I could write a query using an aggregate function in two ways:

select team, count(min) as min_count
from table
group by team
having count(min) > 500

or

select * 
from (
    select team, count(min) as min_count
    from table
    group by team
) as A
where A.min_count > 500

Are there any performance benefits to either approach or are they functionally the same thing?

Answer

Gordon Linoff picture Gordon Linoff · Oct 18, 2012

The two versions are functionally the same. Well, the second is syntactically incorrect, but I assume you mean:

select * 
from (
    select team, count(min) as count
    from table
    group by team
) t
where count > 500

(You need the alias on the calculation and several leading databases require an alias on a subquery in a FROM clause.)

Being functionally equivalent does not mean that they are necessarily optimized the same way. There are often multiple ways to write a query that are functionally equivalent. However, the specific database engine/optimizer can choose (and often does choose) different optimization paths.

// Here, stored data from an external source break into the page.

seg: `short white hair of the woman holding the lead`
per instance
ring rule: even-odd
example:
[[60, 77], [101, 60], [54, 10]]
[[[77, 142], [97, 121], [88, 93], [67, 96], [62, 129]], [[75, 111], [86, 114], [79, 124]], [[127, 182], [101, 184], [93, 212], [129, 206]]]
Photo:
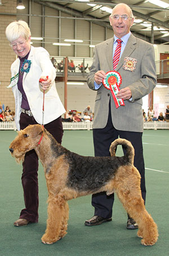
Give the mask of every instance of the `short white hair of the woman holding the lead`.
[[6, 28], [7, 40], [12, 42], [17, 40], [20, 36], [24, 37], [26, 40], [31, 36], [28, 24], [23, 20], [11, 22]]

In this case, the query is so simple that it is hard to think of multiple optimization paths. For both versions, the engine basically has to aggregate teh query and then test the second column for the filter. I personally cannot see many variations on this theme. Any decent SQL engine should use indexes, if appropriate, in either both cases or neither.

So, the anwer to this specific question is that in any reasonable database, these should result in the same execution plan (i.e., in the use of indexes, the user of parallelism, and the choice of aggregation algorithm). However, being functionally equivalent does not mean that a given database engine is going to produce the same exeuction plan. So, the general answer is "no".